Kadeem Telfort

Profile
- Position: Offensive tackle

Personal information
- Born: November 10, 1998 (age 27) Miami, Florida, U.S.
- Listed height: 6 ft 7 in (2.01 m)
- Listed weight: 322 lb (146 kg)

Career information
- High school: Booker T. Washington (Miami, Florida)
- College: Florida (2017) Garden City CC (2018) Highland CC (2019) UAB (2020–2022)
- NFL draft: 2023: undrafted

Career history
- Green Bay Packers (2023–2024); Miami Dolphins (2025)*;
- * Offseason or practice squad member only

Awards and highlights
- First-team All-Conference USA (2022);

Career NFL statistics as of 2024
- Games played: 16
- Games started: 0
- Stats at Pro Football Reference

= Kadeem Telfort =

American football player (born 1998)

Kadeem Wysler Joseph Telfort (born November 10, 1998) is an American professional football offensive tackle. He played college football at Florida and UAB.

== Early life ==
Telfort grew up in Miami, Florida and attended Miami Norland Senior High School before transferring to Booker T. Washington Senior High School for his senior year. Telfort was a four-star rated recruit and originally decided to commit to play college football at the University of Miami during his sophomore year before instead committing to the University of Florida.

== College career ==
=== Florida ===
Telfort was suspended and away from the team during his true freshman season in 2017.

=== Garden City CC ===
During the 2018 season, Telfort played in and started six games.

=== Highland CC ===
Telfort was forced to sit out during the 2019 season since he transferred within the conference.

=== UAB ===
Telfort would decide to transfer to UAB. During the 2020 season, he appeared in all six games and tallied four starts, while also helping the team's running backs rush for 1,800 yards on the season with an average of 200.0 yards per game.

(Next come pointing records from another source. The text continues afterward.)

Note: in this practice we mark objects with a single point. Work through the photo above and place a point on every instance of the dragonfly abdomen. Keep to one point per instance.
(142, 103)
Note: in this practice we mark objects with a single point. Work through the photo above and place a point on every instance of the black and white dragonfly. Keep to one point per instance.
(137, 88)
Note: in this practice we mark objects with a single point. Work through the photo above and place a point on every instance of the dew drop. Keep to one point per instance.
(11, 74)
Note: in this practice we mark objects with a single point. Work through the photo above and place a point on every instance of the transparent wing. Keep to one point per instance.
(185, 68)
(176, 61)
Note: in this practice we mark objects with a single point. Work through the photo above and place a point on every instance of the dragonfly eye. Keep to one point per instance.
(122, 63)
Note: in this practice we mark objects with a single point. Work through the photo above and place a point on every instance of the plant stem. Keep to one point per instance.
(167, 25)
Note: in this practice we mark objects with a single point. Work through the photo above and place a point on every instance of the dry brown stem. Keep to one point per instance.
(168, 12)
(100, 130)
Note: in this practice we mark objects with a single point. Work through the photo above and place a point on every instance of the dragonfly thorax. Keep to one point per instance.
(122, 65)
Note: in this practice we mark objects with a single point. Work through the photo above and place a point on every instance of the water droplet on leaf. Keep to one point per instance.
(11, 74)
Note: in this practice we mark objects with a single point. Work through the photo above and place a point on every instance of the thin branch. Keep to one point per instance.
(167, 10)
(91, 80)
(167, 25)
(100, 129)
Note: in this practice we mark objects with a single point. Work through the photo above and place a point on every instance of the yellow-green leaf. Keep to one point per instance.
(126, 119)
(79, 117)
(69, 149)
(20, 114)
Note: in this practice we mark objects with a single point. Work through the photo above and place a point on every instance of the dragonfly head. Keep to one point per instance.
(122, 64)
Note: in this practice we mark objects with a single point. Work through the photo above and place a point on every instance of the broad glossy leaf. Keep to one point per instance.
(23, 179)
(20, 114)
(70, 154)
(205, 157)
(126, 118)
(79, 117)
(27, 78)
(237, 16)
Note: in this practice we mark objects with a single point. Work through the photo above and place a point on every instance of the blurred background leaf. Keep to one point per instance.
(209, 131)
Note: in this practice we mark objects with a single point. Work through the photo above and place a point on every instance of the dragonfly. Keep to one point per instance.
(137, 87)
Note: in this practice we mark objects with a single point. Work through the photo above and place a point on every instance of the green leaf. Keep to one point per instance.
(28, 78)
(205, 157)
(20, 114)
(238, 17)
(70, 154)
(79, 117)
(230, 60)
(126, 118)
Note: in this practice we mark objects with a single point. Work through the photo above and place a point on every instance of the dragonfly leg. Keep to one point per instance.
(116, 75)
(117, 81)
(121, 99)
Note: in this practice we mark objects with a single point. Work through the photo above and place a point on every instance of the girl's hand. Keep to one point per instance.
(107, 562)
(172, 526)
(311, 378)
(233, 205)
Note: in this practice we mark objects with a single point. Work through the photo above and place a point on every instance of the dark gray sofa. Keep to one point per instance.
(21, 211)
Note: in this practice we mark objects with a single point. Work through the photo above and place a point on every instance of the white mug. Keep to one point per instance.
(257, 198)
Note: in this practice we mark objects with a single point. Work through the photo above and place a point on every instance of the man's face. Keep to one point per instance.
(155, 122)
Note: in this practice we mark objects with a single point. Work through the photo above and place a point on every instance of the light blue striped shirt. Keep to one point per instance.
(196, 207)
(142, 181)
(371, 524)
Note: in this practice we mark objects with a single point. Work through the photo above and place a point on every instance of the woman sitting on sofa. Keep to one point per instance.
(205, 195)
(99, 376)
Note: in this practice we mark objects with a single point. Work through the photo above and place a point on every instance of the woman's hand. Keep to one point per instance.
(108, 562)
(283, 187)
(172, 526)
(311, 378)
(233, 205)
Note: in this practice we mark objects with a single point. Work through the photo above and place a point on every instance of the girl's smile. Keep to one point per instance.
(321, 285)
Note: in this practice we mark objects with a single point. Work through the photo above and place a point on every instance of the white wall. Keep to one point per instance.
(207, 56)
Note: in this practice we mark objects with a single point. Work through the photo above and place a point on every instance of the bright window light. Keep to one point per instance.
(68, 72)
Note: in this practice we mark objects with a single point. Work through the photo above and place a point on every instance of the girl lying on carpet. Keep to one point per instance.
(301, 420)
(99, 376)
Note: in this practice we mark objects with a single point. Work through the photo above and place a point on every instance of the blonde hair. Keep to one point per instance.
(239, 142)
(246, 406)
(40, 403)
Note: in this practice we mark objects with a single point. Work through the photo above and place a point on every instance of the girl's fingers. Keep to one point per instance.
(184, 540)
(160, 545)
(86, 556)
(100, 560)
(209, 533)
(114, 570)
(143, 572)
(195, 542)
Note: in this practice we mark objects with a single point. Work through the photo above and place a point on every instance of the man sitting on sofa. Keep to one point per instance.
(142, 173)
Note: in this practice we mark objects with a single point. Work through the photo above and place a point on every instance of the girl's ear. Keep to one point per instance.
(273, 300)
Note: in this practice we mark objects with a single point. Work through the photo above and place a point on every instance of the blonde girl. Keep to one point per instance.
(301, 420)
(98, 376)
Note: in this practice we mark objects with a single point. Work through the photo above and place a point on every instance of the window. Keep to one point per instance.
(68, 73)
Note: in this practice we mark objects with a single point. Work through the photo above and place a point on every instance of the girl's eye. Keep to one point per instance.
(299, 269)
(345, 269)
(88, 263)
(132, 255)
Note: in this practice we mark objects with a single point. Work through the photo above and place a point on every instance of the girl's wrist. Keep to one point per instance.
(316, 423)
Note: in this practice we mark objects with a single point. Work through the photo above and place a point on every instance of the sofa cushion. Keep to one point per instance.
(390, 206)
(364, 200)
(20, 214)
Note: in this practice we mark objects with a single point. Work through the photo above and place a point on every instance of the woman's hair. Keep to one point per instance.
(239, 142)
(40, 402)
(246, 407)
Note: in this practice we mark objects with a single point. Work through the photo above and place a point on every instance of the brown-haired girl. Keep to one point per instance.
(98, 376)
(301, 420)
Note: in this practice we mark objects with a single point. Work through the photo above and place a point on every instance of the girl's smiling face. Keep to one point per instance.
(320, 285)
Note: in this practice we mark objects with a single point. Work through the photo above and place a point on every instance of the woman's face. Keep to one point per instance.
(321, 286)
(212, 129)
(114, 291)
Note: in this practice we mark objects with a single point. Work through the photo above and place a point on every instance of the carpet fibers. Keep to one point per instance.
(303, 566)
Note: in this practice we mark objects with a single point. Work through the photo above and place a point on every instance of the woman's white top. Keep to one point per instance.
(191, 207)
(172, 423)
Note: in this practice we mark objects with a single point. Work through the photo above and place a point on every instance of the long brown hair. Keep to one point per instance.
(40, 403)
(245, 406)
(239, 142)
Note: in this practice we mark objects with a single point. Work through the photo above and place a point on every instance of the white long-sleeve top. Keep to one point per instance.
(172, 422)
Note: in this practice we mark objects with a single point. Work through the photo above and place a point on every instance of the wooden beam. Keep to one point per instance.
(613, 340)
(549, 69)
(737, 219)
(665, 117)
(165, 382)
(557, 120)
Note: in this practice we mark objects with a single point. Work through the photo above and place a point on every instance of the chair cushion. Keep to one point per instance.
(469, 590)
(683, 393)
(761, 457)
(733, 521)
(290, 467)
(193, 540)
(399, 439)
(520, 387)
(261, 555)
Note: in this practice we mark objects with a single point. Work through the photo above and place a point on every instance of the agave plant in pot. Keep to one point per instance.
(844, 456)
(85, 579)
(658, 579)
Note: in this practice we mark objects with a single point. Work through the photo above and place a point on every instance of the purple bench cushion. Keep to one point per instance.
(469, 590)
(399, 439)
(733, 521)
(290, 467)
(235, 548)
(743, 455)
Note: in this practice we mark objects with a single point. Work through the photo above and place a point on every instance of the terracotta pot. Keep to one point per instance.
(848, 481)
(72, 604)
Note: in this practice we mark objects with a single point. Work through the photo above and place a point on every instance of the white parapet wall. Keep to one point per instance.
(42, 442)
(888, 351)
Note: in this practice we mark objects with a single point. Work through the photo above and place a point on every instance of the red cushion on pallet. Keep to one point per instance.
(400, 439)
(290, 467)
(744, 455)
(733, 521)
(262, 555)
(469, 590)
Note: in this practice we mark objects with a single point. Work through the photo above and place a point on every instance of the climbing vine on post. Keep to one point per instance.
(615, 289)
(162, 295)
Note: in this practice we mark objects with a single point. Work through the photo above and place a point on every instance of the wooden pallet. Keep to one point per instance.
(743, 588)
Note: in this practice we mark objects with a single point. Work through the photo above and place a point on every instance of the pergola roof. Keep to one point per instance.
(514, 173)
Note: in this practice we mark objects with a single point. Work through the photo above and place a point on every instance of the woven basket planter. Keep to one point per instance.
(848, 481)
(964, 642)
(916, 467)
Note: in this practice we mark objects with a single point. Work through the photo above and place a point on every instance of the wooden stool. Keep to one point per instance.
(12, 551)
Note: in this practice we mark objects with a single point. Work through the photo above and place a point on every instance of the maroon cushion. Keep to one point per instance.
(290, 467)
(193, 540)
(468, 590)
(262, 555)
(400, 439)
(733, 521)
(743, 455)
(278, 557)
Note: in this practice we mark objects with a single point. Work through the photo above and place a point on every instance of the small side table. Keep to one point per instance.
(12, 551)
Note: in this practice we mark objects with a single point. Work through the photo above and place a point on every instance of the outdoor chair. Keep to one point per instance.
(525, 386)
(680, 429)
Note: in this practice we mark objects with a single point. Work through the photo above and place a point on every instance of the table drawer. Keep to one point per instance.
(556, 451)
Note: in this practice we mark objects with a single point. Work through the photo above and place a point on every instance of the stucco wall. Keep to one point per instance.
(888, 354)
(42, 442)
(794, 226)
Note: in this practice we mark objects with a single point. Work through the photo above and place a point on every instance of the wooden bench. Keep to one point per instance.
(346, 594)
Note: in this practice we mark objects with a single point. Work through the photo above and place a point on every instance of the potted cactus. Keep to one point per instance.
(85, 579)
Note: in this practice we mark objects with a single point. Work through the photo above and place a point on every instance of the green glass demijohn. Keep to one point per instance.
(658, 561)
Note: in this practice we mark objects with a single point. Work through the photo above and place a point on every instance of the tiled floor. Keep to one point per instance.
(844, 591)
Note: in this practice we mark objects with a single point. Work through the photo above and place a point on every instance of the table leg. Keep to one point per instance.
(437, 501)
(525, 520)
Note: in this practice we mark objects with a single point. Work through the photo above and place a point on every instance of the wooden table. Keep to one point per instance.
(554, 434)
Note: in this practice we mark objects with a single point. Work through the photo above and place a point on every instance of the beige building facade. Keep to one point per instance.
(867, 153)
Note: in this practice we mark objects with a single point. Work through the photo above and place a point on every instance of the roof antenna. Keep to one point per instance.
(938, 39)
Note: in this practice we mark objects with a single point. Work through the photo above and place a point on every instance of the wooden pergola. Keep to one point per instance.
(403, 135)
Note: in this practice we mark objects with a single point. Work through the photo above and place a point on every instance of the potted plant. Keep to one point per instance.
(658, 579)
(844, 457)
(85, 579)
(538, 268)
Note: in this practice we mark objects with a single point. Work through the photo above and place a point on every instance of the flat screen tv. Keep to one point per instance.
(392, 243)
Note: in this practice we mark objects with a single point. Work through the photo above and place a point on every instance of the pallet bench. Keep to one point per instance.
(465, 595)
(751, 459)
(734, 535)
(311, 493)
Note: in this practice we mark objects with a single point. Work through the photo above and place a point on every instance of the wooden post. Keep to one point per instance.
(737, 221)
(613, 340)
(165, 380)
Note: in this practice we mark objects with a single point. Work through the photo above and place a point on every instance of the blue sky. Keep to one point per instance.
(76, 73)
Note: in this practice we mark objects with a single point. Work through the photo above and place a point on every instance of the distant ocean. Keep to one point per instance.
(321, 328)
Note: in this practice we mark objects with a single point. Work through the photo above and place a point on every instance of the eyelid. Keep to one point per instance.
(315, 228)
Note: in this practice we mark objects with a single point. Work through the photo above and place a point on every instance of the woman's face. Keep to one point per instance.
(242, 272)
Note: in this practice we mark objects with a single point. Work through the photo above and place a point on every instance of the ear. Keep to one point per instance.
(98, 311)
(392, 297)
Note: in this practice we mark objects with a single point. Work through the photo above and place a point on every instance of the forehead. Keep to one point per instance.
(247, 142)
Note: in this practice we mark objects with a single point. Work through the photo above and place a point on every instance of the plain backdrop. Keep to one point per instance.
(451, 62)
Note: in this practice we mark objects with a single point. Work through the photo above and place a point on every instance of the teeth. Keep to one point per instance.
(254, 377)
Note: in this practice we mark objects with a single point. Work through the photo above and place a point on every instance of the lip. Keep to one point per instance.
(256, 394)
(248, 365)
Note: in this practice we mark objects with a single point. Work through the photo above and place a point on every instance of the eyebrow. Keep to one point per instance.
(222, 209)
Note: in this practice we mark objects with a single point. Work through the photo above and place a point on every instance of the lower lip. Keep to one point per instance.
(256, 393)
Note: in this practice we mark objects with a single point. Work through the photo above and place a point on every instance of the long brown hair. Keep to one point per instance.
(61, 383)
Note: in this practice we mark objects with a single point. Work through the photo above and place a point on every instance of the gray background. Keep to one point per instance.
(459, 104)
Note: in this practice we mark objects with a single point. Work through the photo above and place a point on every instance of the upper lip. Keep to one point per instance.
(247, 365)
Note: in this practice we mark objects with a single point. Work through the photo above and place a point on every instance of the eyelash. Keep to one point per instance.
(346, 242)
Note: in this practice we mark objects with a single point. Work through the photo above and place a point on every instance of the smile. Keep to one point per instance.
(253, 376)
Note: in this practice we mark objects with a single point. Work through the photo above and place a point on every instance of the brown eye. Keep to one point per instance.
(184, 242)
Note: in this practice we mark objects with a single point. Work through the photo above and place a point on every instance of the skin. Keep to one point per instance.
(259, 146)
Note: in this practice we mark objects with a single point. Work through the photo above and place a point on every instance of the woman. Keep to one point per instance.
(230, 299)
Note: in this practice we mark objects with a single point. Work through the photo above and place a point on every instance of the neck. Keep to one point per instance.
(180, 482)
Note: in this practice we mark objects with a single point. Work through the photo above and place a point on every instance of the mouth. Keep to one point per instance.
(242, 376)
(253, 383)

During the 2021 season, he played in and started all 13 games on the offensive line and also helped the running backs rush for 2,737 yards on the season.

During the 2022 season, he appeared in 12 games and started 11 of them on left tackle for the top offensive line unit in Conference USA. He helped the Blazers rush for 235.3 yards per game with rushing over 215 yards in 10 of their 13 games. He also was named a first team All-Conference USA.

== Professional career ==

Telfort was selected by the Birmingham Stallions seventh overall in the 2023 USFL draft.

Pre-draft measurables
| Height | Weight | Arm length | Hand span | 40-yard dash | 10-yard split | 20-yard split | 20-yard shuttle | Three-cone drill | Vertical jump | Broad jump | Bench press |
| 6 ft 7+1⁄2 in (2.02 m) | 322 lb (146 kg) | 36 in (0.91 m) | 8+1⁄2 in (0.22 m) | 5.43 s | 1.89 s | 3.14 s | 5.10 s | 8.70 s | 24.5 in (0.62 m) | 8 ft 0 in (2.44 m) | 19 reps |
All values from Pro Day

===Green Bay Packers===
On May 1, 2023, Telfort was signed to the Green Bay Packers as an undrafted free agent after going unselected in the 2023 NFL draft. He was waived on August 29, 2023, but was signed to the practice squad the next day. He was signed to a reserve/future contract on January 22, 2024.

On March 21, 2025, Telfort was re-signed by the Packers. He was released on August 26 as part of final roster cuts.

===Miami Dolphins===
On September 23, 2025, Telfort signed with the Miami Dolphins practice squad. Telfort was released by the Dolphins on January 9, 2026.